By 100 Hz or so, localization has kicked in and it becomes pretty easy to hear a bass note pulled to one side or the other if the FR is much different between the L and R. Upon listening more, there is ONE NOTE, the D-flat at 138 Hz, that pulls left a little and is annoying me.
At that frequency I am quite sure it is amplitude differences that matter the most to SS&I, so filtering differently between L and R to match responses using minimum-phase filters is valid.
With a 8.16 foot wavelength, the dimension corresponds to a floor/ceiling room mode. In that part of the room the ceiling is fully finished, so there is not much I can do to apply treatment to dampen it.
That note does NOT want to tame down. It involves a resonant peak, so the ringing involved makes it worse - it was unaffected by my front-of-room treatment.

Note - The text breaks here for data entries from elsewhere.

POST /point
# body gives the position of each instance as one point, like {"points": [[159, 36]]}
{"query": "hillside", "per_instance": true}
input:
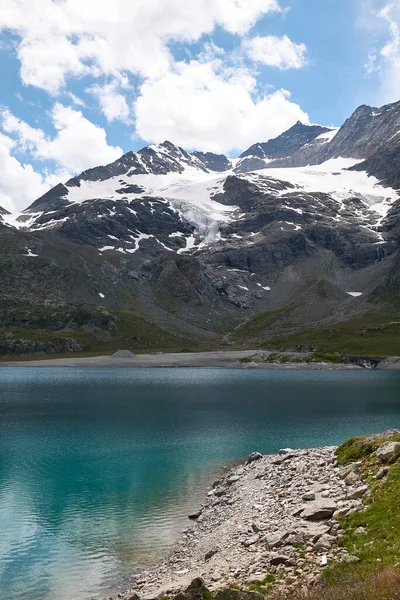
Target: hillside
{"points": [[187, 247]]}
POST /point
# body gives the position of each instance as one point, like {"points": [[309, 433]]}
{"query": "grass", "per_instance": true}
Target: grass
{"points": [[375, 335], [379, 584], [377, 575], [359, 448]]}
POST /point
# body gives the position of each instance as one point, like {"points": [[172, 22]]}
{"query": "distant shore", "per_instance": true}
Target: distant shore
{"points": [[218, 359]]}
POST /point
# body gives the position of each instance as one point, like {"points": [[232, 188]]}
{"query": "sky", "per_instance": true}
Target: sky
{"points": [[84, 81]]}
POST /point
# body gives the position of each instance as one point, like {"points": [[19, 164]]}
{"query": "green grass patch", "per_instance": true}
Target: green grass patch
{"points": [[375, 335], [358, 448]]}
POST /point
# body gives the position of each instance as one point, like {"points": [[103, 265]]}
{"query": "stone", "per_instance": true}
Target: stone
{"points": [[280, 559], [341, 512], [351, 479], [319, 511], [344, 471], [194, 516], [253, 457], [233, 479], [250, 541], [382, 473], [358, 493], [231, 594], [309, 496], [360, 531], [324, 543], [275, 539], [349, 558], [387, 451]]}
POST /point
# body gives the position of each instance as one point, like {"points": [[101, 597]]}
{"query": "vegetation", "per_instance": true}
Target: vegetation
{"points": [[376, 334], [377, 544]]}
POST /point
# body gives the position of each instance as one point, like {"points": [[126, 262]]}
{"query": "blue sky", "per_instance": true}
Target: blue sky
{"points": [[84, 82]]}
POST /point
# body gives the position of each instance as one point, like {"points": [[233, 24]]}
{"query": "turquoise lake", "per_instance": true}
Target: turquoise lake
{"points": [[99, 468]]}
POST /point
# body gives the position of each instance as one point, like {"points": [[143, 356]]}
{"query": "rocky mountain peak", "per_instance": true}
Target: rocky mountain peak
{"points": [[287, 143]]}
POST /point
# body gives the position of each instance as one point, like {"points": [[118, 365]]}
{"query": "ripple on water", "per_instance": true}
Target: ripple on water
{"points": [[100, 468]]}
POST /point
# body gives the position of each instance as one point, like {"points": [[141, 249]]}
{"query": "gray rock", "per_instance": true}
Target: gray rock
{"points": [[382, 472], [233, 479], [280, 559], [309, 496], [325, 542], [349, 558], [352, 478], [253, 457], [251, 541], [358, 493], [231, 594], [361, 531], [319, 510], [350, 468], [275, 539], [388, 450]]}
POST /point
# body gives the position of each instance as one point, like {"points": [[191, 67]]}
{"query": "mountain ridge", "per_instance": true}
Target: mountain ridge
{"points": [[195, 244]]}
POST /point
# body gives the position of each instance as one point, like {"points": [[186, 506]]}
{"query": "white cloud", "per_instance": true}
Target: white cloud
{"points": [[19, 183], [78, 144], [276, 52], [73, 38], [112, 103], [203, 105], [381, 20]]}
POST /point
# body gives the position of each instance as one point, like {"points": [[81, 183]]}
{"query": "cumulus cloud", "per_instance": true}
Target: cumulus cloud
{"points": [[382, 19], [113, 104], [74, 38], [19, 183], [201, 105], [276, 52], [77, 144]]}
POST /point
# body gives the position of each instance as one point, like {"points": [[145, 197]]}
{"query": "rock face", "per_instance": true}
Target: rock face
{"points": [[259, 526], [388, 451], [287, 143], [195, 244]]}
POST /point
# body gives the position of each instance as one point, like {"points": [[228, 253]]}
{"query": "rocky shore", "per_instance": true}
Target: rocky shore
{"points": [[273, 519]]}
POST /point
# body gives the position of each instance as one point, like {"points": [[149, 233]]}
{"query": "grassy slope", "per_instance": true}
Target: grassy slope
{"points": [[375, 334], [377, 575]]}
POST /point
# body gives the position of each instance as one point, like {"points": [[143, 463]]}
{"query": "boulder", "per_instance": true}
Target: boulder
{"points": [[358, 493], [309, 496], [275, 539], [352, 478], [324, 543], [280, 559], [253, 457], [230, 594], [250, 541], [319, 511], [388, 450], [344, 471]]}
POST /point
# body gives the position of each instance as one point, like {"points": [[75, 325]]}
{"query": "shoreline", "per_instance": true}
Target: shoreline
{"points": [[232, 359], [272, 515]]}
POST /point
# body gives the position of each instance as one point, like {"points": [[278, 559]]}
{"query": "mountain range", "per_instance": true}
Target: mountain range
{"points": [[169, 249]]}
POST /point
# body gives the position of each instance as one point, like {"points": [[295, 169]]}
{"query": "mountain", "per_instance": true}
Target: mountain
{"points": [[371, 135], [165, 248]]}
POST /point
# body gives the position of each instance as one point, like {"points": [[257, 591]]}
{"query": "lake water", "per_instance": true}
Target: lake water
{"points": [[100, 467]]}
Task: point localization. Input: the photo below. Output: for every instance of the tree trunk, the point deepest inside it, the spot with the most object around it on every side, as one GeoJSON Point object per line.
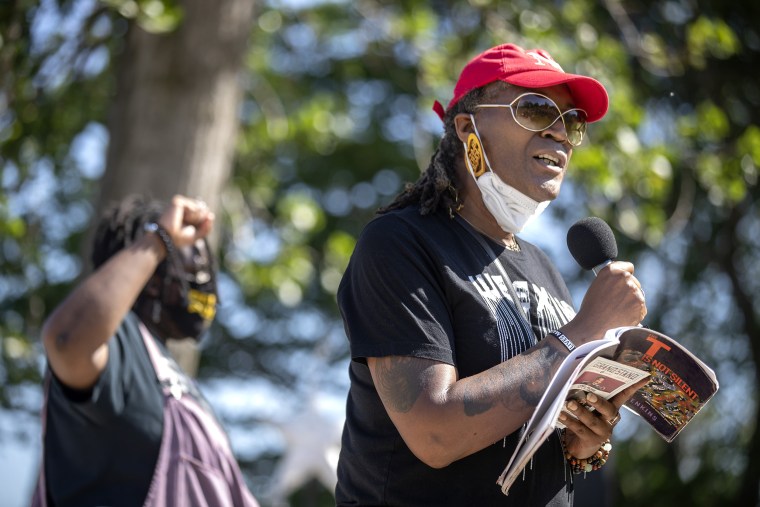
{"type": "Point", "coordinates": [174, 118]}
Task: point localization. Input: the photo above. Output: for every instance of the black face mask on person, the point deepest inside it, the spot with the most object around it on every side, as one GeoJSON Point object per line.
{"type": "Point", "coordinates": [187, 303]}
{"type": "Point", "coordinates": [194, 315]}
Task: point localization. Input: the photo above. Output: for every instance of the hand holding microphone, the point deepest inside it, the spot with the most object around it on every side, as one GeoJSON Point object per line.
{"type": "Point", "coordinates": [615, 297]}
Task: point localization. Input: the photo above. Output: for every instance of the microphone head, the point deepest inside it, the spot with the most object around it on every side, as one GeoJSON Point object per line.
{"type": "Point", "coordinates": [591, 242]}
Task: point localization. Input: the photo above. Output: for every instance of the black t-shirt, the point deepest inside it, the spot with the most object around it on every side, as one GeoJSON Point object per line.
{"type": "Point", "coordinates": [424, 287]}
{"type": "Point", "coordinates": [101, 445]}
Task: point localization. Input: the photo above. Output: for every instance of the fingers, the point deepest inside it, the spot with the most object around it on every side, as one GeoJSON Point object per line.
{"type": "Point", "coordinates": [592, 419]}
{"type": "Point", "coordinates": [187, 220]}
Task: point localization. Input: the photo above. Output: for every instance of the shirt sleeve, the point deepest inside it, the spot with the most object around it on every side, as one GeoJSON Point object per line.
{"type": "Point", "coordinates": [392, 295]}
{"type": "Point", "coordinates": [106, 399]}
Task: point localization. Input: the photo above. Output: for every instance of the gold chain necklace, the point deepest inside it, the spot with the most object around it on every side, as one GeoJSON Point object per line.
{"type": "Point", "coordinates": [510, 242]}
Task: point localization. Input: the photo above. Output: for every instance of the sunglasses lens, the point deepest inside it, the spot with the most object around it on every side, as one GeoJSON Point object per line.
{"type": "Point", "coordinates": [535, 112]}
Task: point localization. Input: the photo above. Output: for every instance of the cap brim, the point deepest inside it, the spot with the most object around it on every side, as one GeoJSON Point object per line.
{"type": "Point", "coordinates": [588, 93]}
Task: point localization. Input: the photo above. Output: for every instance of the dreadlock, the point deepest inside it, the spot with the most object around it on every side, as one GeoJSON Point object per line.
{"type": "Point", "coordinates": [437, 187]}
{"type": "Point", "coordinates": [121, 225]}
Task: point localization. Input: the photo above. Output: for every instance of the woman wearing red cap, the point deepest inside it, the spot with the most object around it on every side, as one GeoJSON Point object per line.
{"type": "Point", "coordinates": [455, 324]}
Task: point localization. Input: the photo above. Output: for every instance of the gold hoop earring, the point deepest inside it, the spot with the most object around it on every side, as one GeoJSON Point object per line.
{"type": "Point", "coordinates": [474, 153]}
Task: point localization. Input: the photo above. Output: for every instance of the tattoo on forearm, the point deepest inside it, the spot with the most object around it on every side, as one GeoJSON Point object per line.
{"type": "Point", "coordinates": [536, 380]}
{"type": "Point", "coordinates": [476, 400]}
{"type": "Point", "coordinates": [398, 380]}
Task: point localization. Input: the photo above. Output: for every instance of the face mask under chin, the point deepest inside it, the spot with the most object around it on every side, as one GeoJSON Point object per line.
{"type": "Point", "coordinates": [186, 324]}
{"type": "Point", "coordinates": [511, 209]}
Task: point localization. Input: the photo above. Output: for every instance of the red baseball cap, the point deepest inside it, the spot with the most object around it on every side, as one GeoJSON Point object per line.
{"type": "Point", "coordinates": [532, 68]}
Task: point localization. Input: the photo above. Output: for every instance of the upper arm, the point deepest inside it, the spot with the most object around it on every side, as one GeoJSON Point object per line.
{"type": "Point", "coordinates": [73, 367]}
{"type": "Point", "coordinates": [414, 393]}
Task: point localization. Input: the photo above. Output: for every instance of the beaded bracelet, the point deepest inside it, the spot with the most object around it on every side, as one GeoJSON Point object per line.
{"type": "Point", "coordinates": [564, 340]}
{"type": "Point", "coordinates": [594, 462]}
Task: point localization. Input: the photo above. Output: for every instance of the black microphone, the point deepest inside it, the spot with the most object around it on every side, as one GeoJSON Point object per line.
{"type": "Point", "coordinates": [592, 243]}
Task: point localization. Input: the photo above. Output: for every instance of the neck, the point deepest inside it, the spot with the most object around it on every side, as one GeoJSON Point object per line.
{"type": "Point", "coordinates": [489, 227]}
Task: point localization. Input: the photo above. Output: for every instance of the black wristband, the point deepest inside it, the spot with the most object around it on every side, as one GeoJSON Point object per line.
{"type": "Point", "coordinates": [153, 227]}
{"type": "Point", "coordinates": [570, 346]}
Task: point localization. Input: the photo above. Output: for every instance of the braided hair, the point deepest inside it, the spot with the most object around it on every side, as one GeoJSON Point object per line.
{"type": "Point", "coordinates": [437, 187]}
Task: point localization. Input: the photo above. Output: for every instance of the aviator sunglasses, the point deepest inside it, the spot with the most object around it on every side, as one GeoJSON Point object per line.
{"type": "Point", "coordinates": [536, 112]}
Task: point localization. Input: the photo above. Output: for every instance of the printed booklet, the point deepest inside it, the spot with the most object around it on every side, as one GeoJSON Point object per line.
{"type": "Point", "coordinates": [680, 385]}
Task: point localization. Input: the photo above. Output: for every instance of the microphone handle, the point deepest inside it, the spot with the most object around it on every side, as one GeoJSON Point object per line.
{"type": "Point", "coordinates": [596, 269]}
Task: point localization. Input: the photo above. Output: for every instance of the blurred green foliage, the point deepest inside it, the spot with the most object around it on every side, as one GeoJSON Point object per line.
{"type": "Point", "coordinates": [336, 118]}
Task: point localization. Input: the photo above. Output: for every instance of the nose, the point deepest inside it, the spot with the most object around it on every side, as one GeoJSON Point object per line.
{"type": "Point", "coordinates": [556, 131]}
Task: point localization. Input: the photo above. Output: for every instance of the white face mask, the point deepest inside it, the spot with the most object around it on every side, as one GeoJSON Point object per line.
{"type": "Point", "coordinates": [512, 209]}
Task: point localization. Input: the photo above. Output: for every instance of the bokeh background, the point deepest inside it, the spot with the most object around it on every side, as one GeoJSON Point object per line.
{"type": "Point", "coordinates": [296, 119]}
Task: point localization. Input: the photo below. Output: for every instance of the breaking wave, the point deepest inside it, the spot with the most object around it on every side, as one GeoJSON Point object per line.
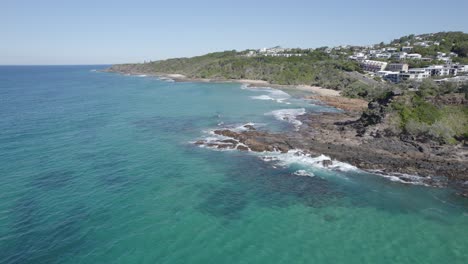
{"type": "Point", "coordinates": [288, 115]}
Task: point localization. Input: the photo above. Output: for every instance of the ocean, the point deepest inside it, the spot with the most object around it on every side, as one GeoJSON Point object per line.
{"type": "Point", "coordinates": [101, 168]}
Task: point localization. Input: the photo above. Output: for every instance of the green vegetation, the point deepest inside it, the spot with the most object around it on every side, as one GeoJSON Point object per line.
{"type": "Point", "coordinates": [424, 118]}
{"type": "Point", "coordinates": [314, 68]}
{"type": "Point", "coordinates": [424, 110]}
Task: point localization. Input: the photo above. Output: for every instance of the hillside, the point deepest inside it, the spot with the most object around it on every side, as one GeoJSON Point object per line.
{"type": "Point", "coordinates": [314, 68]}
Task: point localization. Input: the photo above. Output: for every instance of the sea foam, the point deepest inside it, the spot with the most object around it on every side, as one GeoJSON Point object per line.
{"type": "Point", "coordinates": [298, 157]}
{"type": "Point", "coordinates": [289, 115]}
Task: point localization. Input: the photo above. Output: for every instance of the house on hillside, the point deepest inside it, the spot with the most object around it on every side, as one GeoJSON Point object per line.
{"type": "Point", "coordinates": [373, 66]}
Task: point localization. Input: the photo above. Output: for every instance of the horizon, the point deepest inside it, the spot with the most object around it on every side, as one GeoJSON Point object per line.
{"type": "Point", "coordinates": [89, 33]}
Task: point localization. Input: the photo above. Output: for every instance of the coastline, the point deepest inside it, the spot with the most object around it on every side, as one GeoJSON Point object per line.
{"type": "Point", "coordinates": [321, 95]}
{"type": "Point", "coordinates": [339, 136]}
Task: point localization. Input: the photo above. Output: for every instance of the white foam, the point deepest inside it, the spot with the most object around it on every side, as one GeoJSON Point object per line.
{"type": "Point", "coordinates": [289, 115]}
{"type": "Point", "coordinates": [298, 157]}
{"type": "Point", "coordinates": [165, 79]}
{"type": "Point", "coordinates": [397, 177]}
{"type": "Point", "coordinates": [303, 173]}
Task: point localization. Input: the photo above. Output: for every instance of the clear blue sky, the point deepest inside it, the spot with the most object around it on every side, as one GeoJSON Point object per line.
{"type": "Point", "coordinates": [105, 32]}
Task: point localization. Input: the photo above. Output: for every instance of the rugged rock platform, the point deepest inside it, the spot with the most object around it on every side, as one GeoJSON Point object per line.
{"type": "Point", "coordinates": [339, 136]}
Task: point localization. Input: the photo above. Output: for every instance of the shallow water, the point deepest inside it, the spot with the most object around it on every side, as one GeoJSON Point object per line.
{"type": "Point", "coordinates": [99, 168]}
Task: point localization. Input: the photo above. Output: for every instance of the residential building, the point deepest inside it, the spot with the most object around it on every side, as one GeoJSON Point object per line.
{"type": "Point", "coordinates": [407, 49]}
{"type": "Point", "coordinates": [383, 55]}
{"type": "Point", "coordinates": [393, 77]}
{"type": "Point", "coordinates": [373, 66]}
{"type": "Point", "coordinates": [399, 55]}
{"type": "Point", "coordinates": [398, 67]}
{"type": "Point", "coordinates": [460, 68]}
{"type": "Point", "coordinates": [414, 56]}
{"type": "Point", "coordinates": [415, 74]}
{"type": "Point", "coordinates": [441, 70]}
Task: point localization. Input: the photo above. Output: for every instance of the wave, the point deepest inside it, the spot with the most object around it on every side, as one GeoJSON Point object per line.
{"type": "Point", "coordinates": [303, 173]}
{"type": "Point", "coordinates": [402, 178]}
{"type": "Point", "coordinates": [166, 79]}
{"type": "Point", "coordinates": [299, 157]}
{"type": "Point", "coordinates": [271, 94]}
{"type": "Point", "coordinates": [289, 115]}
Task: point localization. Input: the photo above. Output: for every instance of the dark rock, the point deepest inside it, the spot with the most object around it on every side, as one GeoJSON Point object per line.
{"type": "Point", "coordinates": [242, 148]}
{"type": "Point", "coordinates": [249, 127]}
{"type": "Point", "coordinates": [327, 163]}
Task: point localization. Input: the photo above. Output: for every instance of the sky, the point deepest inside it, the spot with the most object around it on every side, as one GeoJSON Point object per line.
{"type": "Point", "coordinates": [69, 32]}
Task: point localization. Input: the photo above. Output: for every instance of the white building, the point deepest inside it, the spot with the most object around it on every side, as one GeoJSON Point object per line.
{"type": "Point", "coordinates": [415, 74]}
{"type": "Point", "coordinates": [383, 55]}
{"type": "Point", "coordinates": [398, 67]}
{"type": "Point", "coordinates": [393, 77]}
{"type": "Point", "coordinates": [373, 66]}
{"type": "Point", "coordinates": [399, 55]}
{"type": "Point", "coordinates": [441, 70]}
{"type": "Point", "coordinates": [407, 49]}
{"type": "Point", "coordinates": [414, 56]}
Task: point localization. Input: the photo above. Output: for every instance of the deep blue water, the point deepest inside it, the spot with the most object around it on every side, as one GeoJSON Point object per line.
{"type": "Point", "coordinates": [99, 168]}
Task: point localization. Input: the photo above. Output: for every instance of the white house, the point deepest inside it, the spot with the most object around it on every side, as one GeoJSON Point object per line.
{"type": "Point", "coordinates": [399, 55]}
{"type": "Point", "coordinates": [398, 67]}
{"type": "Point", "coordinates": [414, 56]}
{"type": "Point", "coordinates": [407, 49]}
{"type": "Point", "coordinates": [373, 66]}
{"type": "Point", "coordinates": [415, 74]}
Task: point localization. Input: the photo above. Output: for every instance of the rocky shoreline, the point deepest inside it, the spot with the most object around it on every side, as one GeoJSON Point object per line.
{"type": "Point", "coordinates": [342, 137]}
{"type": "Point", "coordinates": [329, 134]}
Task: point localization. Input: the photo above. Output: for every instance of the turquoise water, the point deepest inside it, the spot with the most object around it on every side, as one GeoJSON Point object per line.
{"type": "Point", "coordinates": [99, 168]}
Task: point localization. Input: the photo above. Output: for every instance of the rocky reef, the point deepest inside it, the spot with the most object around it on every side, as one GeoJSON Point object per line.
{"type": "Point", "coordinates": [362, 141]}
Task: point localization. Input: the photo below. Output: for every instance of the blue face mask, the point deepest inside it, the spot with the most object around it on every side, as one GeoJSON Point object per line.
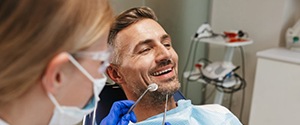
{"type": "Point", "coordinates": [70, 115]}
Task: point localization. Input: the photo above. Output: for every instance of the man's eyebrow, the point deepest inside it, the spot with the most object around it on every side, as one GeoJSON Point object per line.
{"type": "Point", "coordinates": [165, 36]}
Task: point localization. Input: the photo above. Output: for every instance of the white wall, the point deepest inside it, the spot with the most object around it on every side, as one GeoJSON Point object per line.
{"type": "Point", "coordinates": [264, 20]}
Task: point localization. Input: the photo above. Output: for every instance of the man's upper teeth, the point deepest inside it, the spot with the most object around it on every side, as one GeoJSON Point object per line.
{"type": "Point", "coordinates": [161, 72]}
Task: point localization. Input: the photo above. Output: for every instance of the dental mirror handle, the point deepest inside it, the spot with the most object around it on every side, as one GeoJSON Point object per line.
{"type": "Point", "coordinates": [152, 87]}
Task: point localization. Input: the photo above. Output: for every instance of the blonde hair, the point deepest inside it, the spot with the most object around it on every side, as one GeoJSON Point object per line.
{"type": "Point", "coordinates": [32, 32]}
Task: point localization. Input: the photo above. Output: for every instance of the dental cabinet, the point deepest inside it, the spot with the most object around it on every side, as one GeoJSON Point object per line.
{"type": "Point", "coordinates": [276, 92]}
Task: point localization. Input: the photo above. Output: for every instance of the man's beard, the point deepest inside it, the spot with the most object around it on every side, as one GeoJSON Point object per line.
{"type": "Point", "coordinates": [157, 97]}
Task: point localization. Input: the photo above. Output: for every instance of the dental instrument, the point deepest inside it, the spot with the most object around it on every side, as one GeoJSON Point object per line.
{"type": "Point", "coordinates": [152, 87]}
{"type": "Point", "coordinates": [165, 113]}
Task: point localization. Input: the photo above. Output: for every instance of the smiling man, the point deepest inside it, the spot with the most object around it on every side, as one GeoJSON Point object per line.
{"type": "Point", "coordinates": [143, 54]}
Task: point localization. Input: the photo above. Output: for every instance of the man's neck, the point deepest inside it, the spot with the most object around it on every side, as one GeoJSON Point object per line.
{"type": "Point", "coordinates": [144, 111]}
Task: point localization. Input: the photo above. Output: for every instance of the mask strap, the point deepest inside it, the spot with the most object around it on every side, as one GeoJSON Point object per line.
{"type": "Point", "coordinates": [52, 98]}
{"type": "Point", "coordinates": [80, 68]}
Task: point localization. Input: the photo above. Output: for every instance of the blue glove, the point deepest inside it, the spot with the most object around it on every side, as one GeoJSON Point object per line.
{"type": "Point", "coordinates": [117, 114]}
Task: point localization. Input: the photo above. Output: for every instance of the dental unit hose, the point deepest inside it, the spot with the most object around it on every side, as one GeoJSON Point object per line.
{"type": "Point", "coordinates": [152, 87]}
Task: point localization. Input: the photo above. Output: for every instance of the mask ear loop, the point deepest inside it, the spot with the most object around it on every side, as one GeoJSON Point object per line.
{"type": "Point", "coordinates": [89, 77]}
{"type": "Point", "coordinates": [52, 98]}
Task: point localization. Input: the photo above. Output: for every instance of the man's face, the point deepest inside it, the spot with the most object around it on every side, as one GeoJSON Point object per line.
{"type": "Point", "coordinates": [147, 56]}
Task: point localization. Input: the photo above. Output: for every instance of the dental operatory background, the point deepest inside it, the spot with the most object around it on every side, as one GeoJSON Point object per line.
{"type": "Point", "coordinates": [267, 63]}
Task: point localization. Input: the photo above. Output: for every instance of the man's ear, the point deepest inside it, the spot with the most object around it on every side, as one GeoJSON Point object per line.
{"type": "Point", "coordinates": [113, 73]}
{"type": "Point", "coordinates": [52, 78]}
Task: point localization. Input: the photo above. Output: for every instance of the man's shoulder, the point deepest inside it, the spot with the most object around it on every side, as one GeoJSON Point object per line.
{"type": "Point", "coordinates": [213, 108]}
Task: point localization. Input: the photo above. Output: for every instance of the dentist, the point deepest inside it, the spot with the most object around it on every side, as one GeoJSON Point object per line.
{"type": "Point", "coordinates": [52, 57]}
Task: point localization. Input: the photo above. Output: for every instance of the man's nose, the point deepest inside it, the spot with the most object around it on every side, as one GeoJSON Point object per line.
{"type": "Point", "coordinates": [163, 53]}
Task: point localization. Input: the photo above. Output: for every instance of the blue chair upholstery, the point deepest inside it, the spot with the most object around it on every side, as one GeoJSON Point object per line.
{"type": "Point", "coordinates": [108, 96]}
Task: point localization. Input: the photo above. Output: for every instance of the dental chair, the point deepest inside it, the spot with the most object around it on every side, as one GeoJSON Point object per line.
{"type": "Point", "coordinates": [110, 94]}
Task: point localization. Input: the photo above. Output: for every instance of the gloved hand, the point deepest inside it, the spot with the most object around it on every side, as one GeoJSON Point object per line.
{"type": "Point", "coordinates": [167, 123]}
{"type": "Point", "coordinates": [117, 114]}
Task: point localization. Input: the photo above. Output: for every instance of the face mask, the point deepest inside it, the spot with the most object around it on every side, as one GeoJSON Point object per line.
{"type": "Point", "coordinates": [70, 115]}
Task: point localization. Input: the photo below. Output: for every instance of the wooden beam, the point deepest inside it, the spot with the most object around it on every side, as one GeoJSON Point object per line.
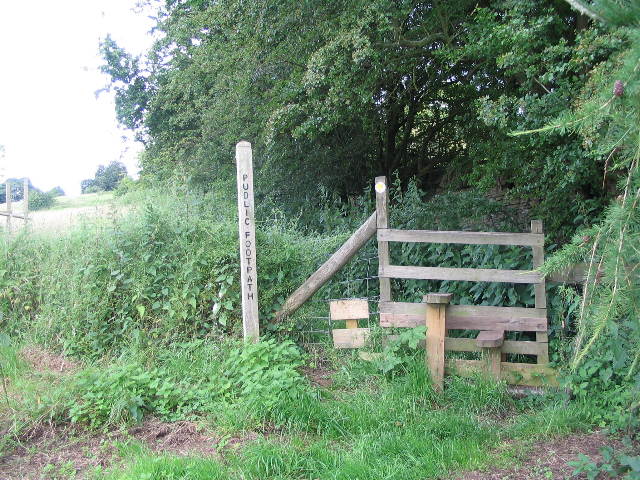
{"type": "Point", "coordinates": [7, 190]}
{"type": "Point", "coordinates": [350, 337]}
{"type": "Point", "coordinates": [355, 309]}
{"type": "Point", "coordinates": [466, 317]}
{"type": "Point", "coordinates": [473, 238]}
{"type": "Point", "coordinates": [460, 274]}
{"type": "Point", "coordinates": [490, 338]}
{"type": "Point", "coordinates": [508, 346]}
{"type": "Point", "coordinates": [329, 268]}
{"type": "Point", "coordinates": [382, 223]}
{"type": "Point", "coordinates": [25, 198]}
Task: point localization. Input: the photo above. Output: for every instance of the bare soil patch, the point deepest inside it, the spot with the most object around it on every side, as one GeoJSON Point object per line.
{"type": "Point", "coordinates": [42, 360]}
{"type": "Point", "coordinates": [549, 459]}
{"type": "Point", "coordinates": [49, 451]}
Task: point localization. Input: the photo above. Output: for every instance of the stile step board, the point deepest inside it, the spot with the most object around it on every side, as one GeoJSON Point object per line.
{"type": "Point", "coordinates": [530, 374]}
{"type": "Point", "coordinates": [350, 337]}
{"type": "Point", "coordinates": [490, 339]}
{"type": "Point", "coordinates": [471, 238]}
{"type": "Point", "coordinates": [355, 309]}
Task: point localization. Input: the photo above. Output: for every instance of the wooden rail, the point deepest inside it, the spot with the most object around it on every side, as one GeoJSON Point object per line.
{"type": "Point", "coordinates": [323, 274]}
{"type": "Point", "coordinates": [460, 274]}
{"type": "Point", "coordinates": [471, 238]}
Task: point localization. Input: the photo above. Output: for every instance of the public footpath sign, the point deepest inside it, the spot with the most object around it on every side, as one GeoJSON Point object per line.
{"type": "Point", "coordinates": [247, 232]}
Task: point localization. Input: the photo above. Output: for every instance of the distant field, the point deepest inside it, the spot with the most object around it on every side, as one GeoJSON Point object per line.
{"type": "Point", "coordinates": [66, 211]}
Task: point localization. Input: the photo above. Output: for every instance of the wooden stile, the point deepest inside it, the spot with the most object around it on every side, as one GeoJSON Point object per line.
{"type": "Point", "coordinates": [470, 238]}
{"type": "Point", "coordinates": [351, 311]}
{"type": "Point", "coordinates": [490, 339]}
{"type": "Point", "coordinates": [466, 317]}
{"type": "Point", "coordinates": [492, 322]}
{"type": "Point", "coordinates": [436, 304]}
{"type": "Point", "coordinates": [324, 273]}
{"type": "Point", "coordinates": [382, 223]}
{"type": "Point", "coordinates": [460, 274]}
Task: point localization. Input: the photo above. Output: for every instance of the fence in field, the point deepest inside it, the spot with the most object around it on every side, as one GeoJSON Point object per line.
{"type": "Point", "coordinates": [9, 213]}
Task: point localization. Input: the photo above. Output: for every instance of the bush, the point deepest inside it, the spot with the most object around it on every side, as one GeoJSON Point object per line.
{"type": "Point", "coordinates": [41, 200]}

A single notch or high-Q.dip parametric filter does not control it effectively.
Tried boosting the R side _just a little_ to match. Tightening FR between L and R did tighten up imaging that involved bass and kick drums even further, but that note did not change.
Yes, I am well aware of the perils of boosting in that region, especially where a resonance is concerned. Looking into treatment options. Just experimenting.
I am betting than when I run Dirac, it will be resolved. But I would like to learn more about what is going on with it first.

I will post results.


----------



## Savjac (Apr 17, 2008)

In the past I have found that some of these brand named sub-woofers in the affordable range tend to have a good deal of cabinet ring at certain frequencies that has not been cured by the fiberfill material.
This can impart a hollow or woody sound to the music, again at some frequencies.

I know they are new to you but might I suggest some of the sticky back sonic barrier foam material that you can cut and then stick to the inside of your cabinet ?
It worked great for some of the subs I had bought or made. Danny Ritchie recommends them for the sub cabinets he designs and it seems to work well. I am not sure how much fiberfill can then be placed into the cabinet as it may too much usable space and limit the extension of the woofer. 

Just a thought.


----------



## AudiocRaver (Jun 6, 2012)

And a good thought, Savjac. I think the next step is figuring out exactly where that resonance is occurring.


----------